Although this DAC might seem nothing but a wood box built with several Danish OEM modules, it's the result of extensive tuning. For it to operate electrically and mechanically silent, its designers stripped it down to the essentials but with utmost attention to details. That's key. They had to explore which components and materials to use and which to avoid. That meant an absolutely minimal amount of plastic. What couldn't be avoided is either clear or white. The Panzerholz enclosure limits electromagnetic reflections and tames acoustic resonances then fixes all parts and sockets to itself (this material also shows up with high-energy neutron shielding in science labs). Reliable mechanical grounding must be as effective as possible to not reflect energies back. That rules out rubber footers and other compliant parts. Solder joints win over clamping. Colored agents constrain solder flow so all PCB other than the Soekris and Amanero use no mask. To keep impedance low, the internal hook-up wire is 0.86mm² for a mere 1.5V signal. The power circuitry has no traces but is built onto 4mm² copper rods (also used in LessLoss' Firewall for Loudspeakers) that undergo the Entropic Process to become like virgin again. According to the manufacturer, these treated bars behave as though having never succumbed to any pressure or bending. They can be viewed as a single large copper crystal free of structural damage. Effective signal conditioners and wire technologies are critical so were applied wherever possible.

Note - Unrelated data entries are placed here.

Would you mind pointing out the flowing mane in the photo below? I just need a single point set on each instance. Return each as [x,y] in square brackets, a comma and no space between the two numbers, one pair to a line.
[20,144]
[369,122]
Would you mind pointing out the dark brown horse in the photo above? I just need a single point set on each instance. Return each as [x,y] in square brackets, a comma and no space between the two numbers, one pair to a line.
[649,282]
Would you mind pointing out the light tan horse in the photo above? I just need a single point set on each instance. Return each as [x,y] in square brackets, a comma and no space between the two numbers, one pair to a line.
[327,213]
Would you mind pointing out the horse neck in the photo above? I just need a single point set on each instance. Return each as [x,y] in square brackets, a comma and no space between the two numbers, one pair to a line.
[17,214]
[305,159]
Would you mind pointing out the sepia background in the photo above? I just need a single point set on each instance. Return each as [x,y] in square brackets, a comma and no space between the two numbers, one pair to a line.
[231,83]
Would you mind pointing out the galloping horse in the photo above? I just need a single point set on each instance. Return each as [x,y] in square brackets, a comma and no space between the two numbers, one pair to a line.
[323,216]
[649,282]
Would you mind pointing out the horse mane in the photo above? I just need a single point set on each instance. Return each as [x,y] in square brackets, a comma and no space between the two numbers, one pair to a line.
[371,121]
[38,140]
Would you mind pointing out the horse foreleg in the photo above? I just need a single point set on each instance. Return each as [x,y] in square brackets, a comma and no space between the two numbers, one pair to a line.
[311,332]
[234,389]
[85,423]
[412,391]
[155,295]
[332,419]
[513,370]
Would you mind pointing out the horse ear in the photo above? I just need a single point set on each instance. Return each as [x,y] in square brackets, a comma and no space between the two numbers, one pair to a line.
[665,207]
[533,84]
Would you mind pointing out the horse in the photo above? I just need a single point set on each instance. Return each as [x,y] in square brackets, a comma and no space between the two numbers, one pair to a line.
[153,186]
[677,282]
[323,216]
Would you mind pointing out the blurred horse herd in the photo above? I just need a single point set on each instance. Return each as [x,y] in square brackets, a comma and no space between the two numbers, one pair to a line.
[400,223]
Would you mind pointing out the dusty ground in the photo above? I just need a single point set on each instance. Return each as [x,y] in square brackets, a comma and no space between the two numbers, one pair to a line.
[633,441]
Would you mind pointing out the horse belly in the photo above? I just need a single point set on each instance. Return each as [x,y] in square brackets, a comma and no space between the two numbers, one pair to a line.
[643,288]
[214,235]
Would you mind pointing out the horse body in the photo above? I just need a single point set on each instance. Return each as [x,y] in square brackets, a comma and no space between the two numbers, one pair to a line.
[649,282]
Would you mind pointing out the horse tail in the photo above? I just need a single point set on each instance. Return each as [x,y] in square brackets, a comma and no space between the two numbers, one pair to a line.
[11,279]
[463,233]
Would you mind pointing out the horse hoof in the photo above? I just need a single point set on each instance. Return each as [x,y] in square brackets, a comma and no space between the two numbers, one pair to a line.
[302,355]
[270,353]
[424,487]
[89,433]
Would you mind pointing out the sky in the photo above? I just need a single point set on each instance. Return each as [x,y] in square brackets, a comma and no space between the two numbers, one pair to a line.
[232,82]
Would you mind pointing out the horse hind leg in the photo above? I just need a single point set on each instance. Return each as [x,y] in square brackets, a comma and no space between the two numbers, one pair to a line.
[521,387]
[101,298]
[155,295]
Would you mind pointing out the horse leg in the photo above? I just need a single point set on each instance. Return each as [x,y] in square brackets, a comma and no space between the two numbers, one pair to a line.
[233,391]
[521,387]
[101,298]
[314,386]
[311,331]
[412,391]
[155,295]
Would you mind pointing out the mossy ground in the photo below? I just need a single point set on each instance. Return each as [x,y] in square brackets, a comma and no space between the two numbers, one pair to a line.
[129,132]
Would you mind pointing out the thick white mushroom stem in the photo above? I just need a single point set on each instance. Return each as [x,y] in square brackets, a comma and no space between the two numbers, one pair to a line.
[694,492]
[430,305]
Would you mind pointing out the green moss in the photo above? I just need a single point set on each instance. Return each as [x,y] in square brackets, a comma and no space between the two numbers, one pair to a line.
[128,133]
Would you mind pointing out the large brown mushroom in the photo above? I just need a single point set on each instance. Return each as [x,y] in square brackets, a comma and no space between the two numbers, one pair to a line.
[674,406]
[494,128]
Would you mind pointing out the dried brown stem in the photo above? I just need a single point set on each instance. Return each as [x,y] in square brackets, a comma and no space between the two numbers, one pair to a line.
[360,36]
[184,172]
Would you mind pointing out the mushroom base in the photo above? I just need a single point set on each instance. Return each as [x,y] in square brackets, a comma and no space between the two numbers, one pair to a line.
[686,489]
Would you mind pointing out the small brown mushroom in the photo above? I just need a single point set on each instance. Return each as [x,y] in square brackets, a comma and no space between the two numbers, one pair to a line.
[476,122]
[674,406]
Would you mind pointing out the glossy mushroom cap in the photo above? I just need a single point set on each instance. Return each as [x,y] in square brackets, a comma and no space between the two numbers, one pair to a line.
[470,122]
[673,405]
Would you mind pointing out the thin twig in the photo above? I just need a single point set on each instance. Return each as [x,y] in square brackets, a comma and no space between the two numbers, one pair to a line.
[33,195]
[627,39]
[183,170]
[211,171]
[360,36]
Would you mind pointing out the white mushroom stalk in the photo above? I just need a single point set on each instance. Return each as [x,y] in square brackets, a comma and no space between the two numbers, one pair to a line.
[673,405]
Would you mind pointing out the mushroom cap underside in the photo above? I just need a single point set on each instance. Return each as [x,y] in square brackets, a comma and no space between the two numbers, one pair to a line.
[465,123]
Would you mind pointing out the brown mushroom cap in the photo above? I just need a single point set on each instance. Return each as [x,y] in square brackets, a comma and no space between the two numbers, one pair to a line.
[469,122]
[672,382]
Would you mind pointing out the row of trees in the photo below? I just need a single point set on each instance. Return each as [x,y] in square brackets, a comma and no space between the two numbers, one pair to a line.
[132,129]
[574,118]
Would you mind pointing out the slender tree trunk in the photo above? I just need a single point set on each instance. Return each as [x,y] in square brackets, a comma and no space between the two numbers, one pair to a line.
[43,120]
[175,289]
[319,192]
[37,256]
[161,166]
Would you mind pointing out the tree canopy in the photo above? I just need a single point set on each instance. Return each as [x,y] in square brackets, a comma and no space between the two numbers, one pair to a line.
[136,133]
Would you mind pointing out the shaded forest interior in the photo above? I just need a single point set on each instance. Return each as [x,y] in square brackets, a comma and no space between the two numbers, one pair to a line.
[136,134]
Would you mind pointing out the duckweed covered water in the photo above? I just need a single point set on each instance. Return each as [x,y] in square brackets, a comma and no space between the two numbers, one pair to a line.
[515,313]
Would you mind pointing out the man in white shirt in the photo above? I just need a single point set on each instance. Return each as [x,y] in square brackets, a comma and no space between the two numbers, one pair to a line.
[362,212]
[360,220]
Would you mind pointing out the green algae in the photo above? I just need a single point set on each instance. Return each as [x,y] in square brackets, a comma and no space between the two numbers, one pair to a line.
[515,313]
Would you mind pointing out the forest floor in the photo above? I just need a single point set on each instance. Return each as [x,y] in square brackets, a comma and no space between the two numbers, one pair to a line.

It's clear that such a non-conformist approach renders even the tiniest detail important enough to optimize. That unlocks performance gains when multiple apparently negligible items sum into meaningful differences. This team is strongly convinced that less in fact is more when done correctly so they purposely don't pursue unnecessary parts density or fancy case work. Their Reference sits at the opposite end of trophy-fi and looks nowhere near what a $19'628 tag might suggest. That price doesn't reflect bling or top utility but a bill of materials then significant build costs plus amortizes associated know-how gleaned from decades of work in the field. This aims at customers who are already aware that a modest wooden box loaded with select components and the unique LessLoss silencing tech can pull off remarkable performance… which is exactly what they're after.
An Innuos Statement loaner handled storage/transport duties, then either a LampizatOr Pacific DAC or the LessLoss on three Bindbreaker feet passed now analog signal to a Trilogy 915R/995R set that connected via Boenicke Audio S3 speaker cable to either sound|kaos Vox 3afw monitors or Boenicke W11 SE+ floorstanders. Interconnects were Boenicke Audio IC3 CG and XLR which I proudly DIY. All key hardware was powered by Boenicke Audio's Power Gate distributor and its three captive M2 cords plus two LessLoss C-Marc. The USB chain included only iFi audio's Mercury3.0 USB cable. A set of external LessLoss Firewall for Loudspeakers modules complemented both speaker sets while a Fidelizer EtherStream was go-between for my Linksys WRT160N router and Innuos Statement server. A GigaWatt PC-3 SE EVO+ power conditioner fronted by its own LC-3 EVO cable fed the wall warts of router and network switch.